Back in the house, Pete places a map of New England on the table.

“Somewhere in here,” he says.

“Now we just have to wait for Erik’s call. I’ll check that the GPS tabs we put in her shoes are working.”

She turns on her phone, and, yup, there is Kylie heading south.

They check the weather. Drizzle, maybe some snow flurries.

Could be worse.

They wait for Erik’s call.

Ten o’clock comes and goes.

Ten fifteen.

Ten thirty.

Eleven o’clock.

Something is wrong.

“What do we do?” Pete asks.

“We just wait, I guess,” Rachel replies. But something terrible has happened, she knows it.

Pete knows it too. It’s that feeling you get a minute before the alarms go off and the ordnance comes raining down.

Eleven fifteen.

Eleven thirty.

A thick sea fog is rolling in from the Atlantic. Ominous pathetic-fallacy weather.

At eleven forty-five, a text comes through to Rachel’s burner phone.

If you are receiving this text, it means I have been compromised or incapacitated. Most likely I am dead. I am sending you a link to a place where you can anonymously download the hunter-killer app for phone communications and text messages. A reminder: The longer you are in direct communication, the closer you will get to finding who you are talking to, so if you choose to use it, keep them talking as long as you can. I was not able to get the app to work properly with Wickr or Kik or other encrypted apps. If they communicate with you that way, it will not work properly. Maybe version 2.0 if I’m still alive. Good luck.

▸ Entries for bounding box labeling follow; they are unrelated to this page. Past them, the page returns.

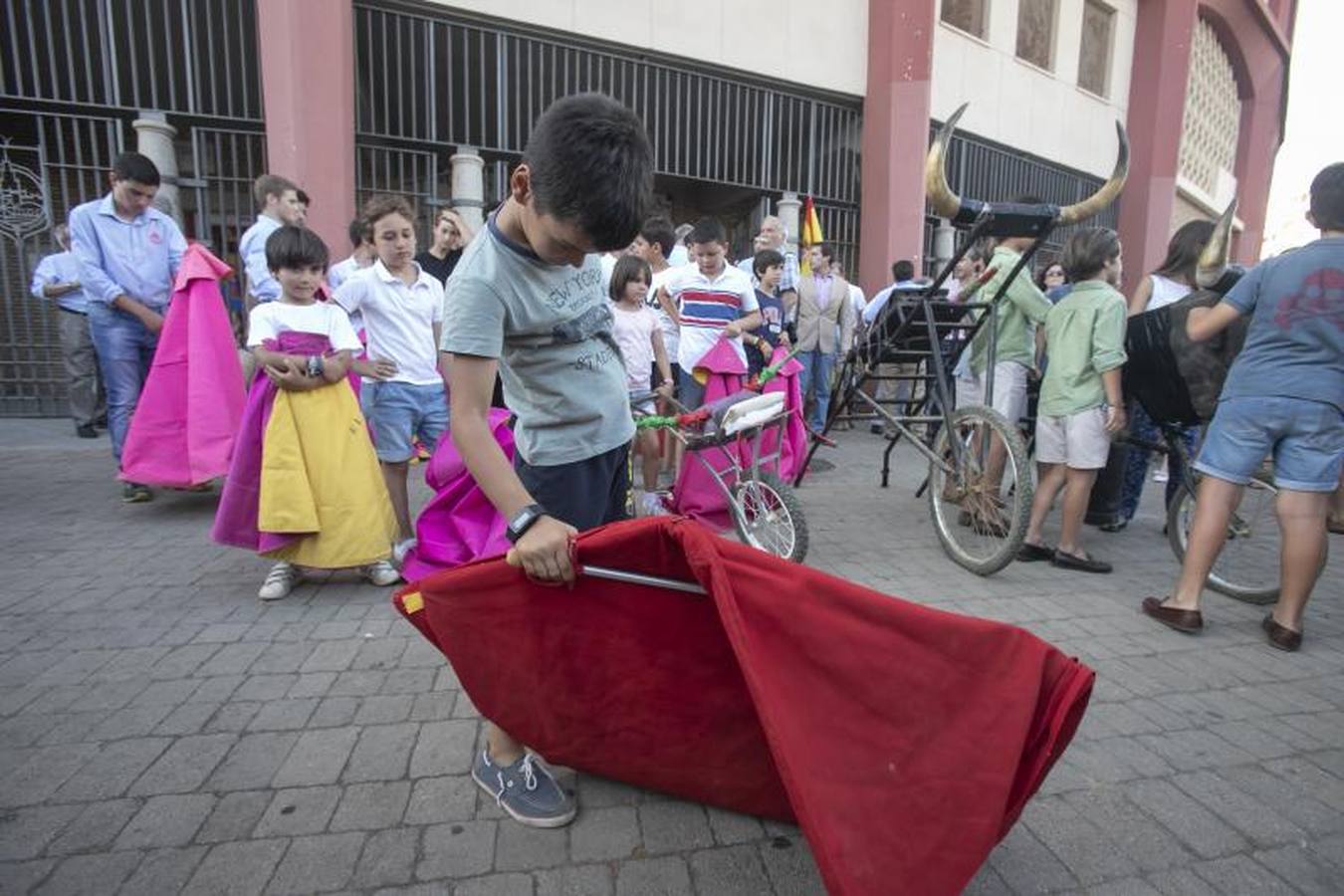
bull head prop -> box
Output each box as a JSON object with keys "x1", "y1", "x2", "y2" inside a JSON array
[
  {"x1": 1125, "y1": 199, "x2": 1248, "y2": 426},
  {"x1": 925, "y1": 104, "x2": 1129, "y2": 236}
]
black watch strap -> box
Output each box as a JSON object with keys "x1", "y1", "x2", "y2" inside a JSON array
[{"x1": 504, "y1": 504, "x2": 546, "y2": 543}]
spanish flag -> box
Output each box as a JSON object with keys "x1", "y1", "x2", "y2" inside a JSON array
[{"x1": 798, "y1": 196, "x2": 825, "y2": 277}]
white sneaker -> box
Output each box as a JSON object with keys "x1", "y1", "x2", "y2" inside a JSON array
[
  {"x1": 392, "y1": 539, "x2": 415, "y2": 565},
  {"x1": 257, "y1": 560, "x2": 299, "y2": 600},
  {"x1": 361, "y1": 560, "x2": 402, "y2": 588}
]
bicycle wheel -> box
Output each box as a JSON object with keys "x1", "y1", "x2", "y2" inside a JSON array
[
  {"x1": 929, "y1": 405, "x2": 1035, "y2": 575},
  {"x1": 1167, "y1": 478, "x2": 1279, "y2": 604},
  {"x1": 733, "y1": 472, "x2": 807, "y2": 562}
]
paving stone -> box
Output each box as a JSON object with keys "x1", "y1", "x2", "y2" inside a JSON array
[
  {"x1": 760, "y1": 837, "x2": 827, "y2": 896},
  {"x1": 196, "y1": 789, "x2": 273, "y2": 843},
  {"x1": 272, "y1": 728, "x2": 358, "y2": 787},
  {"x1": 207, "y1": 732, "x2": 299, "y2": 789},
  {"x1": 121, "y1": 846, "x2": 208, "y2": 896},
  {"x1": 181, "y1": 839, "x2": 289, "y2": 896},
  {"x1": 349, "y1": 827, "x2": 421, "y2": 888},
  {"x1": 253, "y1": 787, "x2": 340, "y2": 837},
  {"x1": 266, "y1": 833, "x2": 364, "y2": 893},
  {"x1": 341, "y1": 722, "x2": 419, "y2": 781},
  {"x1": 116, "y1": 793, "x2": 215, "y2": 849},
  {"x1": 415, "y1": 820, "x2": 496, "y2": 880},
  {"x1": 406, "y1": 776, "x2": 477, "y2": 824},
  {"x1": 569, "y1": 806, "x2": 640, "y2": 862},
  {"x1": 533, "y1": 865, "x2": 615, "y2": 896},
  {"x1": 495, "y1": 822, "x2": 569, "y2": 870},
  {"x1": 129, "y1": 735, "x2": 237, "y2": 796},
  {"x1": 0, "y1": 806, "x2": 84, "y2": 861},
  {"x1": 615, "y1": 856, "x2": 692, "y2": 896},
  {"x1": 32, "y1": 851, "x2": 141, "y2": 896},
  {"x1": 453, "y1": 874, "x2": 533, "y2": 896},
  {"x1": 44, "y1": 799, "x2": 139, "y2": 856},
  {"x1": 410, "y1": 720, "x2": 477, "y2": 778},
  {"x1": 640, "y1": 799, "x2": 714, "y2": 854},
  {"x1": 331, "y1": 781, "x2": 411, "y2": 831}
]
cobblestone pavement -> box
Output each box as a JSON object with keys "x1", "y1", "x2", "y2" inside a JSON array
[{"x1": 0, "y1": 420, "x2": 1344, "y2": 896}]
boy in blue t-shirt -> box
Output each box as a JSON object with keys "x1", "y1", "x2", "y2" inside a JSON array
[
  {"x1": 742, "y1": 249, "x2": 790, "y2": 376},
  {"x1": 1143, "y1": 162, "x2": 1344, "y2": 650}
]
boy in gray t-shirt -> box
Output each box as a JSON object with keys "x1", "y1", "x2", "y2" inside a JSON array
[{"x1": 439, "y1": 94, "x2": 653, "y2": 827}]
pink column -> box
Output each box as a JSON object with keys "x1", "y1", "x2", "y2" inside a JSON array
[
  {"x1": 257, "y1": 0, "x2": 354, "y2": 261},
  {"x1": 1118, "y1": 0, "x2": 1195, "y2": 295},
  {"x1": 859, "y1": 0, "x2": 936, "y2": 296}
]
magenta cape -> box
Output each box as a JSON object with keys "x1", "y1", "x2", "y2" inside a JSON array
[
  {"x1": 121, "y1": 243, "x2": 245, "y2": 488},
  {"x1": 210, "y1": 332, "x2": 331, "y2": 554},
  {"x1": 394, "y1": 517, "x2": 1094, "y2": 896},
  {"x1": 761, "y1": 347, "x2": 807, "y2": 482},
  {"x1": 672, "y1": 336, "x2": 748, "y2": 530},
  {"x1": 402, "y1": 407, "x2": 514, "y2": 580}
]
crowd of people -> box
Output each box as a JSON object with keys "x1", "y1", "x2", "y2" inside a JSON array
[{"x1": 32, "y1": 94, "x2": 1344, "y2": 826}]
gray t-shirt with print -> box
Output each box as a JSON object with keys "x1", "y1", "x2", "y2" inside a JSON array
[{"x1": 441, "y1": 216, "x2": 634, "y2": 466}]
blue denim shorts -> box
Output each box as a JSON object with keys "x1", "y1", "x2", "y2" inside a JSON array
[
  {"x1": 358, "y1": 380, "x2": 448, "y2": 464},
  {"x1": 1195, "y1": 397, "x2": 1344, "y2": 492}
]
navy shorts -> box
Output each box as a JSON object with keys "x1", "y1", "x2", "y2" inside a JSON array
[{"x1": 514, "y1": 443, "x2": 630, "y2": 532}]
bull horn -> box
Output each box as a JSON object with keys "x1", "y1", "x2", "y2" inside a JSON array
[
  {"x1": 1055, "y1": 120, "x2": 1129, "y2": 224},
  {"x1": 1195, "y1": 199, "x2": 1236, "y2": 289},
  {"x1": 925, "y1": 103, "x2": 971, "y2": 218}
]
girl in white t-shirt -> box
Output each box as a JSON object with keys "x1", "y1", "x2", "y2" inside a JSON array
[
  {"x1": 610, "y1": 255, "x2": 672, "y2": 513},
  {"x1": 211, "y1": 227, "x2": 400, "y2": 600}
]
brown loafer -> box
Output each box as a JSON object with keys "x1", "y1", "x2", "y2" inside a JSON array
[
  {"x1": 1260, "y1": 614, "x2": 1302, "y2": 653},
  {"x1": 1143, "y1": 597, "x2": 1205, "y2": 634}
]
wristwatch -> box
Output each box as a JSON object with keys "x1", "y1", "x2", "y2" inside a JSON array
[{"x1": 504, "y1": 504, "x2": 546, "y2": 544}]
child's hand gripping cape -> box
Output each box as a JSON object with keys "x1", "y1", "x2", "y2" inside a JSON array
[{"x1": 394, "y1": 517, "x2": 1093, "y2": 895}]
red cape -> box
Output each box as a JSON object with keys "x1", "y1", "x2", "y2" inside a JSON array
[
  {"x1": 394, "y1": 517, "x2": 1094, "y2": 895},
  {"x1": 121, "y1": 243, "x2": 247, "y2": 488}
]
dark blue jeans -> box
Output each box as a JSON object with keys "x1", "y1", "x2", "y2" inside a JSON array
[
  {"x1": 1120, "y1": 401, "x2": 1199, "y2": 523},
  {"x1": 89, "y1": 303, "x2": 158, "y2": 464}
]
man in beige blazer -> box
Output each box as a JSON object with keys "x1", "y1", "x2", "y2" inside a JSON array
[{"x1": 794, "y1": 243, "x2": 853, "y2": 432}]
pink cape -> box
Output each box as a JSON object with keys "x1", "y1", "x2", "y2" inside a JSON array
[
  {"x1": 672, "y1": 337, "x2": 748, "y2": 530},
  {"x1": 121, "y1": 243, "x2": 246, "y2": 488},
  {"x1": 761, "y1": 347, "x2": 807, "y2": 482},
  {"x1": 402, "y1": 407, "x2": 514, "y2": 580}
]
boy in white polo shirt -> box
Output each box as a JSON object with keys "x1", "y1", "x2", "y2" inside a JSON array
[
  {"x1": 334, "y1": 195, "x2": 448, "y2": 561},
  {"x1": 659, "y1": 218, "x2": 761, "y2": 410}
]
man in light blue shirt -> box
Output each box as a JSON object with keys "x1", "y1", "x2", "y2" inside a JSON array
[
  {"x1": 70, "y1": 151, "x2": 187, "y2": 503},
  {"x1": 28, "y1": 224, "x2": 108, "y2": 439},
  {"x1": 238, "y1": 174, "x2": 307, "y2": 311}
]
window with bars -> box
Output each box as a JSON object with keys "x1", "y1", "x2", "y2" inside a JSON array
[
  {"x1": 938, "y1": 0, "x2": 990, "y2": 40},
  {"x1": 1078, "y1": 0, "x2": 1116, "y2": 97},
  {"x1": 1017, "y1": 0, "x2": 1057, "y2": 72}
]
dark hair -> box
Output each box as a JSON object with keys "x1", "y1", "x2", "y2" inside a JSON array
[
  {"x1": 687, "y1": 218, "x2": 729, "y2": 243},
  {"x1": 363, "y1": 193, "x2": 415, "y2": 232},
  {"x1": 345, "y1": 218, "x2": 368, "y2": 249},
  {"x1": 266, "y1": 224, "x2": 331, "y2": 270},
  {"x1": 112, "y1": 151, "x2": 158, "y2": 187},
  {"x1": 1036, "y1": 258, "x2": 1068, "y2": 292},
  {"x1": 610, "y1": 255, "x2": 653, "y2": 303},
  {"x1": 1059, "y1": 227, "x2": 1120, "y2": 284},
  {"x1": 1312, "y1": 161, "x2": 1344, "y2": 230},
  {"x1": 752, "y1": 249, "x2": 784, "y2": 280},
  {"x1": 1153, "y1": 220, "x2": 1214, "y2": 284},
  {"x1": 253, "y1": 174, "x2": 299, "y2": 208},
  {"x1": 523, "y1": 93, "x2": 653, "y2": 251},
  {"x1": 640, "y1": 218, "x2": 676, "y2": 258}
]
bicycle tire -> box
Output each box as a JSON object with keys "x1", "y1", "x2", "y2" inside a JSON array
[
  {"x1": 733, "y1": 470, "x2": 807, "y2": 562},
  {"x1": 1167, "y1": 478, "x2": 1278, "y2": 606},
  {"x1": 928, "y1": 404, "x2": 1035, "y2": 575}
]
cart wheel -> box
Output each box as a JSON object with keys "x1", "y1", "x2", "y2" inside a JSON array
[
  {"x1": 733, "y1": 472, "x2": 807, "y2": 562},
  {"x1": 929, "y1": 404, "x2": 1035, "y2": 575},
  {"x1": 1167, "y1": 477, "x2": 1279, "y2": 604}
]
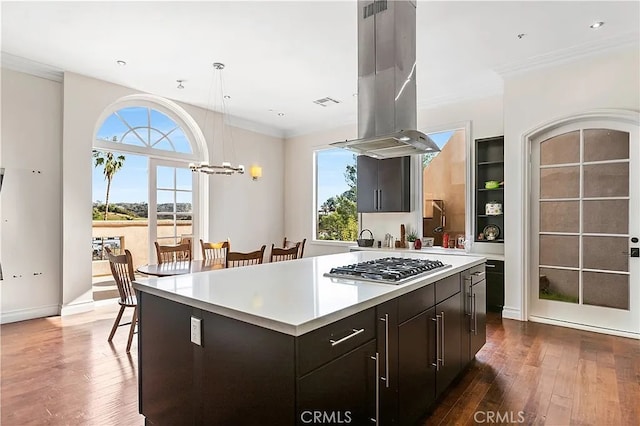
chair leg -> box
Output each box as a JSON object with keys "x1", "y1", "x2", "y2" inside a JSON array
[
  {"x1": 107, "y1": 305, "x2": 124, "y2": 342},
  {"x1": 127, "y1": 306, "x2": 138, "y2": 353}
]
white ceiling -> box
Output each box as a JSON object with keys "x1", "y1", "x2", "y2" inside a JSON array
[{"x1": 2, "y1": 0, "x2": 640, "y2": 136}]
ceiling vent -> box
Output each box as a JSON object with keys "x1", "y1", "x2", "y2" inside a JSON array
[{"x1": 313, "y1": 96, "x2": 340, "y2": 107}]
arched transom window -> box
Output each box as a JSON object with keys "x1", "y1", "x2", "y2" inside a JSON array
[{"x1": 96, "y1": 106, "x2": 194, "y2": 158}]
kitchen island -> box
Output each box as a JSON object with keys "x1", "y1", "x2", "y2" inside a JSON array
[{"x1": 134, "y1": 252, "x2": 485, "y2": 425}]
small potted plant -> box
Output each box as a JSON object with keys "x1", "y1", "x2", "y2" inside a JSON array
[{"x1": 407, "y1": 229, "x2": 418, "y2": 249}]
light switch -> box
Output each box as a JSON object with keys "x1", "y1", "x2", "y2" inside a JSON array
[{"x1": 191, "y1": 317, "x2": 202, "y2": 346}]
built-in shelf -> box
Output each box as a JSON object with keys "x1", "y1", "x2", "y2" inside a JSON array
[{"x1": 474, "y1": 136, "x2": 504, "y2": 243}]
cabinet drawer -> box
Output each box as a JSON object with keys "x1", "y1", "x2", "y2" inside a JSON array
[
  {"x1": 398, "y1": 284, "x2": 436, "y2": 323},
  {"x1": 435, "y1": 274, "x2": 460, "y2": 303},
  {"x1": 485, "y1": 259, "x2": 504, "y2": 273},
  {"x1": 296, "y1": 308, "x2": 376, "y2": 377}
]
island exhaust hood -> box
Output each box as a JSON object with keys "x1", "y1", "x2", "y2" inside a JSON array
[{"x1": 331, "y1": 0, "x2": 440, "y2": 159}]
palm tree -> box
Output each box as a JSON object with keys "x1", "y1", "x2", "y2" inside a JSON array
[{"x1": 93, "y1": 150, "x2": 125, "y2": 220}]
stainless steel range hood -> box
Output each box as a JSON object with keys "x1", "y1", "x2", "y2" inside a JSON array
[{"x1": 331, "y1": 0, "x2": 440, "y2": 158}]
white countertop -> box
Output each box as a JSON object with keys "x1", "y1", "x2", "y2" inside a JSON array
[
  {"x1": 349, "y1": 246, "x2": 504, "y2": 261},
  {"x1": 133, "y1": 250, "x2": 486, "y2": 336}
]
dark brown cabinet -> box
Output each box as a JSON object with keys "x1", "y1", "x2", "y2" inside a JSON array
[
  {"x1": 461, "y1": 265, "x2": 487, "y2": 363},
  {"x1": 433, "y1": 291, "x2": 462, "y2": 396},
  {"x1": 376, "y1": 299, "x2": 398, "y2": 425},
  {"x1": 357, "y1": 155, "x2": 411, "y2": 213},
  {"x1": 298, "y1": 340, "x2": 379, "y2": 425},
  {"x1": 137, "y1": 265, "x2": 486, "y2": 425},
  {"x1": 397, "y1": 307, "x2": 437, "y2": 425},
  {"x1": 475, "y1": 136, "x2": 508, "y2": 243},
  {"x1": 486, "y1": 260, "x2": 504, "y2": 312}
]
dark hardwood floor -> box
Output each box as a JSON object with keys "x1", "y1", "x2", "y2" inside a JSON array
[
  {"x1": 0, "y1": 305, "x2": 640, "y2": 426},
  {"x1": 0, "y1": 304, "x2": 144, "y2": 426},
  {"x1": 423, "y1": 314, "x2": 640, "y2": 426}
]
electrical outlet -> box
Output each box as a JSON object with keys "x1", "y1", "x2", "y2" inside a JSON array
[{"x1": 191, "y1": 317, "x2": 202, "y2": 346}]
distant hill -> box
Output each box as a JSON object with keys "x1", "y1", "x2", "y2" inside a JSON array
[{"x1": 93, "y1": 203, "x2": 191, "y2": 220}]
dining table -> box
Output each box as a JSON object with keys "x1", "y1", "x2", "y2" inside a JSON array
[{"x1": 136, "y1": 259, "x2": 226, "y2": 277}]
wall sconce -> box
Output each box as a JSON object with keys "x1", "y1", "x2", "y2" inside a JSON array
[{"x1": 249, "y1": 166, "x2": 262, "y2": 180}]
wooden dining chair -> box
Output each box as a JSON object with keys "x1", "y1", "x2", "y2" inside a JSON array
[
  {"x1": 282, "y1": 237, "x2": 307, "y2": 259},
  {"x1": 154, "y1": 241, "x2": 191, "y2": 264},
  {"x1": 227, "y1": 245, "x2": 267, "y2": 268},
  {"x1": 269, "y1": 243, "x2": 300, "y2": 262},
  {"x1": 105, "y1": 247, "x2": 138, "y2": 353},
  {"x1": 200, "y1": 240, "x2": 231, "y2": 263}
]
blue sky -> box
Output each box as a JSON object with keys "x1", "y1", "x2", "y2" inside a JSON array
[
  {"x1": 92, "y1": 153, "x2": 149, "y2": 203},
  {"x1": 92, "y1": 108, "x2": 453, "y2": 204}
]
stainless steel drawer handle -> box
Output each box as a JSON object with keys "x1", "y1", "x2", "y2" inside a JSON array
[
  {"x1": 329, "y1": 328, "x2": 364, "y2": 346},
  {"x1": 370, "y1": 352, "x2": 380, "y2": 426},
  {"x1": 380, "y1": 314, "x2": 389, "y2": 387},
  {"x1": 440, "y1": 311, "x2": 445, "y2": 367}
]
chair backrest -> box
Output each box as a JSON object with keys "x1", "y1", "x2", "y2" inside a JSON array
[
  {"x1": 227, "y1": 245, "x2": 267, "y2": 268},
  {"x1": 282, "y1": 237, "x2": 307, "y2": 259},
  {"x1": 105, "y1": 248, "x2": 136, "y2": 305},
  {"x1": 200, "y1": 240, "x2": 231, "y2": 263},
  {"x1": 154, "y1": 241, "x2": 191, "y2": 264},
  {"x1": 270, "y1": 243, "x2": 300, "y2": 262}
]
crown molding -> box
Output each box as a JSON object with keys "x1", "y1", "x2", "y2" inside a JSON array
[
  {"x1": 493, "y1": 32, "x2": 640, "y2": 77},
  {"x1": 1, "y1": 52, "x2": 64, "y2": 83}
]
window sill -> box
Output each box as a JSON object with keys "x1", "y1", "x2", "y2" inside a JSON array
[{"x1": 310, "y1": 240, "x2": 356, "y2": 247}]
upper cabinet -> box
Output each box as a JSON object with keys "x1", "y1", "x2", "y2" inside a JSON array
[
  {"x1": 357, "y1": 155, "x2": 411, "y2": 213},
  {"x1": 475, "y1": 136, "x2": 504, "y2": 243}
]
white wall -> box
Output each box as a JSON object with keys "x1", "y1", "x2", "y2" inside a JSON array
[
  {"x1": 285, "y1": 96, "x2": 503, "y2": 256},
  {"x1": 0, "y1": 69, "x2": 62, "y2": 323},
  {"x1": 0, "y1": 69, "x2": 284, "y2": 322},
  {"x1": 504, "y1": 45, "x2": 640, "y2": 319},
  {"x1": 62, "y1": 73, "x2": 284, "y2": 314}
]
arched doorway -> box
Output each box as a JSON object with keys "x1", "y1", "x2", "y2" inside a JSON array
[{"x1": 527, "y1": 113, "x2": 640, "y2": 337}]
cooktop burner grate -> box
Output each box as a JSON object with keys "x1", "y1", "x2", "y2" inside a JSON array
[{"x1": 324, "y1": 257, "x2": 451, "y2": 284}]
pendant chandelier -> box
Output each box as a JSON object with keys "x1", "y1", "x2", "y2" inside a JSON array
[{"x1": 189, "y1": 62, "x2": 244, "y2": 175}]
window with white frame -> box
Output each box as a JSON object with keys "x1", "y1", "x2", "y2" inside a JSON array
[
  {"x1": 97, "y1": 106, "x2": 192, "y2": 154},
  {"x1": 315, "y1": 148, "x2": 358, "y2": 241}
]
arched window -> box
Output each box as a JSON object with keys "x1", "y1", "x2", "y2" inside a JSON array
[
  {"x1": 97, "y1": 106, "x2": 193, "y2": 154},
  {"x1": 93, "y1": 95, "x2": 207, "y2": 263}
]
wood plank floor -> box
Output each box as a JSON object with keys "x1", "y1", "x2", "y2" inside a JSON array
[
  {"x1": 423, "y1": 314, "x2": 640, "y2": 426},
  {"x1": 0, "y1": 304, "x2": 144, "y2": 426},
  {"x1": 0, "y1": 306, "x2": 640, "y2": 426}
]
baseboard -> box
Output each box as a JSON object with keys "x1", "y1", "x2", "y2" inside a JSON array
[
  {"x1": 529, "y1": 316, "x2": 640, "y2": 340},
  {"x1": 0, "y1": 305, "x2": 60, "y2": 324},
  {"x1": 60, "y1": 300, "x2": 94, "y2": 316},
  {"x1": 502, "y1": 306, "x2": 524, "y2": 321}
]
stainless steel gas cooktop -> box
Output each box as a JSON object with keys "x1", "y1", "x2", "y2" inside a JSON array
[{"x1": 324, "y1": 257, "x2": 451, "y2": 285}]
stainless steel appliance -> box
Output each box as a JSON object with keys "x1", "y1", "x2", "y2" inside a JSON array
[
  {"x1": 331, "y1": 0, "x2": 440, "y2": 158},
  {"x1": 324, "y1": 257, "x2": 451, "y2": 285}
]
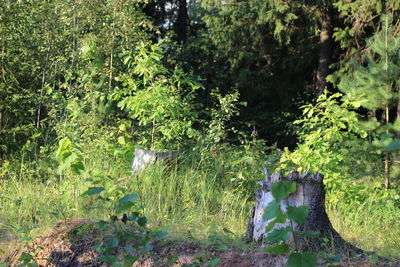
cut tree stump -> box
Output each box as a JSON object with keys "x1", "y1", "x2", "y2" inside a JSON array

The next text is a link to a site where they can download Erik’s application.

She shows the message to Pete and turns on the TV news.

It takes another forty-five minutes for the news to hit WBZ Boston.

“An MIT professor was murdered this morning. Erik Lonnrott was shot three times at his home…”

The report goes on to say that there were no witnesses to the incident. The police’s working theory is that this was a robbery gone wrong, as the house appeared to have been ransacked and various items were apparently stolen.

“He wrote my name in his notebook,” Rachel says.





63



A few weeks after Cheryl’s death, Tom promises the kids a new start. He’s a changed man and a better man, he says. He’s going to book that trip to Disneyland. He’s going to work less. He’s going to make them the focus of his life.

The better-man shtick is convincing for about ten days. Then something at work annoys him and he stops at a bar on the way home.

The bar becomes a regular watering hole on his drive back from the FBI.

One night he meets someone at the bar and doesn’t come home at all.

Oliver and Margaret don’t mind.

They’re self-reliant. Oliver spends much of his time on his home computer. Margaret is still reading a lot. Detective novels and romances are her favorites. She’s writing too. Anonymous letters.

A boy she liked asked another girl to the school disco.

The girl got a letter that convinced her not to go to the disco.

The teacher who gave her an F got a letter threatening to expose his secret. It was an old trick she’d read in a Mark Twain book, but the teacher came in the next day as pale as a ghost.

Margaret has another project she’s working on. She spends a lot of time copying and perfecting her father’s handwriting.